Is there a minimum set of properties that uniquely defines complex exponentiation?

Question

Starting with real numbers, the four basic operations, and limits, we can define exponentiation using the properties:
$a^0 = 1$ (base case for our purposes)
$a^1 = a$ (base case)
$a^{b+c} = a^ba^c$ (defines positive integer exponents)
$a^{-b} = 1/a^b$ (defines the rest of the integers)
$a^{n/m} = (a^{1/m})^n$ (defines rational exponents including $(-1)^{1/2}=i$ and necessitates a principal branch. $a$ is now a complex number)
$a^x = \lim_{c\to x}a^c$ (defines real exponents and necessitates continuous principal branch so $(-1)^{1/3}=\frac12+i\frac{\sqrt{3}}2$. $0^0$ is still defined by base case)
$a^i =\ ???$
$a^z =\ ???$

In order to extend the definition to include $a^z$ for any two complex numbers $(a, z)$, I still need some more properties. If I could prove even a single value of $a^z$ for a defined $a$ and non-real $z$ without assuming anything beyond the properties above (meaning we can't define e using complex exponents), I'd have everything I need, but I haven't been able to find a way to do so. Something like $e^i$ or $(-1)^i$ would be sufficient, but I'm unwilling to simply define $e^{ix} = \cos(x)+i\cdot \sin(x)$. The binomial theorem seems to be the crux of proving that $\frac{d}{dz}e^z=e^z$, but it's not obvious that it extends to complex exponents like it extends to rationals and it's not a natural-feeling property to include in the extension when compared to all the other properties.

Answer 1

Here's what I figured out. We need the property $$\lim_{z\to 0}\frac{a^z-1}{z} = \lim_{x\to 0}\frac{a^x-1}{x}$$ where $z$ is a complex number and $x$ is a real number. Since a can't be $0$ on either side we don't really need to explicitly include that exception. This property essentially sets the derivative of $a^z$ at $z=0$ equal to $\ln(a)$, making the function holomorphic. You can also simplify this to just setting the derivative of $e^z$ at $0$ equal to $1$ rather than using the arbitrary complex base $a$. After that the only thing left is to define which principal branch to use.

Answer 2

$a^i = \cos \omega + i\sin \omega$ where $\omega = \ln a$

$\cos$ and $\sin$ are defined in radians.

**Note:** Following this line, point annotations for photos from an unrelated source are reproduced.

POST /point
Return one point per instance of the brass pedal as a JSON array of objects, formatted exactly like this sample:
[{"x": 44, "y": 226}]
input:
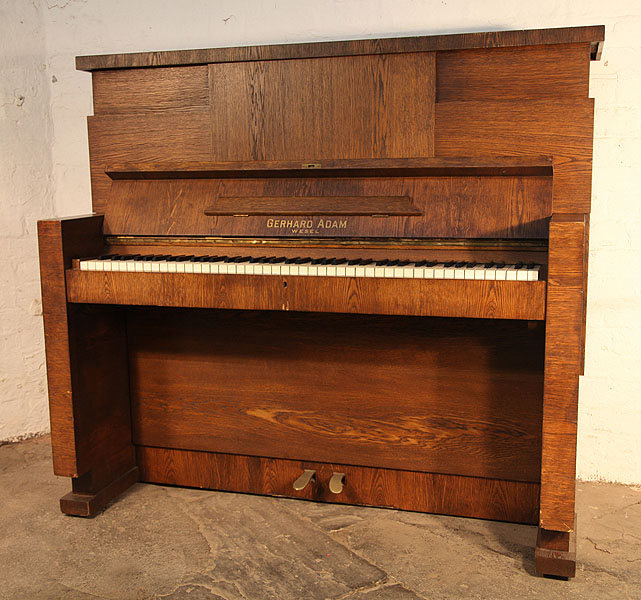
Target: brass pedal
[
  {"x": 336, "y": 483},
  {"x": 303, "y": 481}
]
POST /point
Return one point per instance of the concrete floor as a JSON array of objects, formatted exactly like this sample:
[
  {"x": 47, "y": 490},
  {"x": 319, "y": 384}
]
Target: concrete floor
[{"x": 162, "y": 542}]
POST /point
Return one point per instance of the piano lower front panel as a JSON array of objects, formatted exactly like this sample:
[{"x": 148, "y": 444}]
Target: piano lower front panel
[
  {"x": 477, "y": 497},
  {"x": 448, "y": 396}
]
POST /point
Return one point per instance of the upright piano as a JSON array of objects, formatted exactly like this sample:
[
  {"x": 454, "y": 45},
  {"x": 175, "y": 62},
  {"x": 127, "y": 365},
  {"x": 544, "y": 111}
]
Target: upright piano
[{"x": 347, "y": 272}]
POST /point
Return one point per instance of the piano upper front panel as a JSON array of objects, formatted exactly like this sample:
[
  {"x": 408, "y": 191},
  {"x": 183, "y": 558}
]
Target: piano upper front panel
[
  {"x": 455, "y": 207},
  {"x": 527, "y": 73},
  {"x": 177, "y": 134},
  {"x": 372, "y": 106},
  {"x": 562, "y": 129},
  {"x": 439, "y": 395},
  {"x": 150, "y": 90}
]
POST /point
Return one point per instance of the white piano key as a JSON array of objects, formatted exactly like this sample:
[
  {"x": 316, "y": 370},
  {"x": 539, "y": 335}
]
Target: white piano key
[
  {"x": 468, "y": 272},
  {"x": 479, "y": 272},
  {"x": 501, "y": 273}
]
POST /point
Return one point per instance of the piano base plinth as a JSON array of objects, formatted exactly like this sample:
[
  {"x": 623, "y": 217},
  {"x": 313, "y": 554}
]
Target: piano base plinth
[
  {"x": 438, "y": 493},
  {"x": 81, "y": 504}
]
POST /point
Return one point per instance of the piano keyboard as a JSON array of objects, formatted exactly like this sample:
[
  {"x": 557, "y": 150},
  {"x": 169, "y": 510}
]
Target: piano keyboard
[{"x": 314, "y": 267}]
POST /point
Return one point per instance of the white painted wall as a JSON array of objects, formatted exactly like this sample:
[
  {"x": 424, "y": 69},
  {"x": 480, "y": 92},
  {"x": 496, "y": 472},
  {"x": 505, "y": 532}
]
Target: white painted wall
[
  {"x": 26, "y": 194},
  {"x": 45, "y": 157}
]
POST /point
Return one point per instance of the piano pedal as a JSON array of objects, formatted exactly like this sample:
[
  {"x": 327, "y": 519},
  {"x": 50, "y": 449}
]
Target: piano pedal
[
  {"x": 336, "y": 483},
  {"x": 308, "y": 476}
]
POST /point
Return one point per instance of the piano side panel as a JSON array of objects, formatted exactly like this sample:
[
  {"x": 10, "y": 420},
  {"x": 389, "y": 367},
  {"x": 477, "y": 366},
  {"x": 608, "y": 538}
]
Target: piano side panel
[
  {"x": 454, "y": 207},
  {"x": 371, "y": 106},
  {"x": 565, "y": 319},
  {"x": 437, "y": 395},
  {"x": 477, "y": 497},
  {"x": 86, "y": 365}
]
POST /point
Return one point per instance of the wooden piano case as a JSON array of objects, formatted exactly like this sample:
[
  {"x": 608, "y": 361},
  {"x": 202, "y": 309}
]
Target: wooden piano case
[{"x": 449, "y": 396}]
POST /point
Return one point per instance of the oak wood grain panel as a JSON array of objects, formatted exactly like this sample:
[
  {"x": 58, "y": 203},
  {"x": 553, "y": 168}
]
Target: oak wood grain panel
[
  {"x": 496, "y": 39},
  {"x": 150, "y": 90},
  {"x": 562, "y": 129},
  {"x": 349, "y": 249},
  {"x": 378, "y": 167},
  {"x": 564, "y": 334},
  {"x": 488, "y": 300},
  {"x": 100, "y": 389},
  {"x": 445, "y": 298},
  {"x": 337, "y": 388},
  {"x": 173, "y": 135},
  {"x": 527, "y": 73},
  {"x": 456, "y": 207},
  {"x": 59, "y": 240},
  {"x": 308, "y": 110},
  {"x": 428, "y": 492}
]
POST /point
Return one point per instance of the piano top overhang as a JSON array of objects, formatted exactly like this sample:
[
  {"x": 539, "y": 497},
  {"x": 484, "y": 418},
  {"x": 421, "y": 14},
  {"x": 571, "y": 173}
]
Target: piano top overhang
[{"x": 593, "y": 34}]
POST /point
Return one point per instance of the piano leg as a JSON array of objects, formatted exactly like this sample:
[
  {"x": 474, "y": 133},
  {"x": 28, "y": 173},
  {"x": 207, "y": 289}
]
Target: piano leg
[
  {"x": 88, "y": 498},
  {"x": 555, "y": 554}
]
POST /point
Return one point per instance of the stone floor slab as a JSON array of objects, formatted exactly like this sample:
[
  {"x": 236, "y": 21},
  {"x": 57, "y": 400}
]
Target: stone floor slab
[{"x": 163, "y": 542}]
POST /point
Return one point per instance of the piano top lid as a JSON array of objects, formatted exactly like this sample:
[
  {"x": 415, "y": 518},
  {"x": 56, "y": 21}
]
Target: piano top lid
[{"x": 594, "y": 34}]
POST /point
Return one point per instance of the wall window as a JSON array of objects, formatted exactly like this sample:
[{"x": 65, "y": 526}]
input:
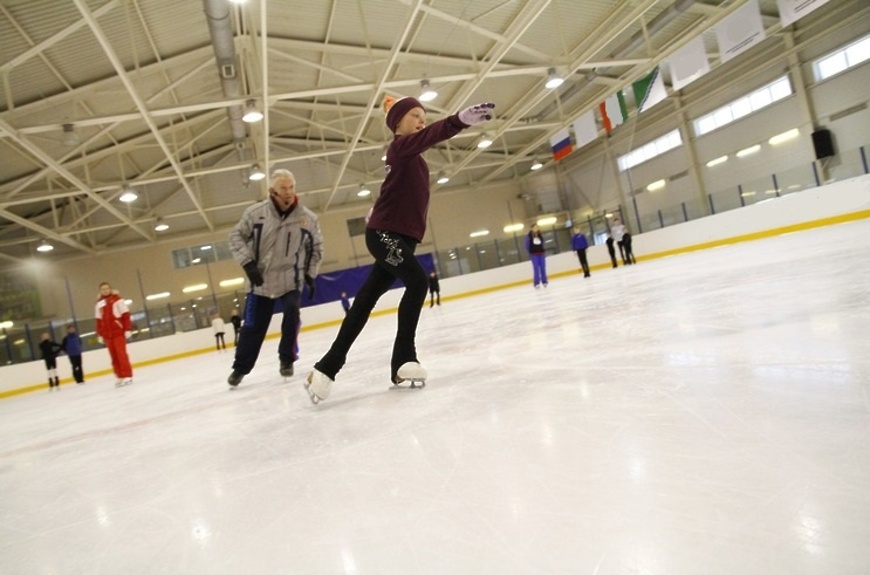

But what if $\cos$ and $\sin$ were defined in degrees?

There exists some $a$ such that $a^i = \cos 1^\circ + i\sin 1^\circ$

More abstractly $a$ defines some angle which could make the "unit angle." And $a^i = \cos_a 1 + i\sin_a 1$ with transformed base units for our trigonometric functions.

$a^{iy} = \cos_a y + i\sin_a y$
and $a^z = a^{x+ iy} = a^xa^{iy}$

Answer 3

I've been playing around with this for years and haven't gotten very far, in part because I'm trying to avoid using calculus.

Suppose $e^{ix}$ is some complex number for real x, Euler's Constant e and $i$ the imaginary unit.

$$e^{ix}=a+bi$$ $$e^{-ix}=\frac{a-bi}{a^2+b^2}$$

So with minimum assumptions, we have that inverting the complex exponent gives us a real multiple of the complex conjugate.

Now $x$ was arbitrary, it could have been $-x$. For reciprocation and argument negation to be compatible, we need $a^2+b^2=1$. So the modulus is 1.

So for reals $x$ and $t$, we have $e^{ix}=\cos{t}+i\sin{t}$, but we for some $t$ given x.

Were you to assume $x=f(t)$ and $x(0)=1$, you can get $x=t$ using calculus from here. Then you'd be done. But that's cheating!

Suppose $e^{ix}=\cos{u}+i\sin{u}$ and $e^{iy}=\cos{v}+i\sin{v}$.

Then with some trig identities, $e^{i(x+y)}=\cos{(u+v)}+i\sin{(u+v)}$.

DeMoivre's Theorem gives some meaning to the associated exponentiation/multiplying the argument by a real.

It looks like several plain algebraic properties of complex numbers and real exponentiation give some structure to the notion of complex exponentiation, but I'm not sure how to hammer down Euler's Formula without calculus.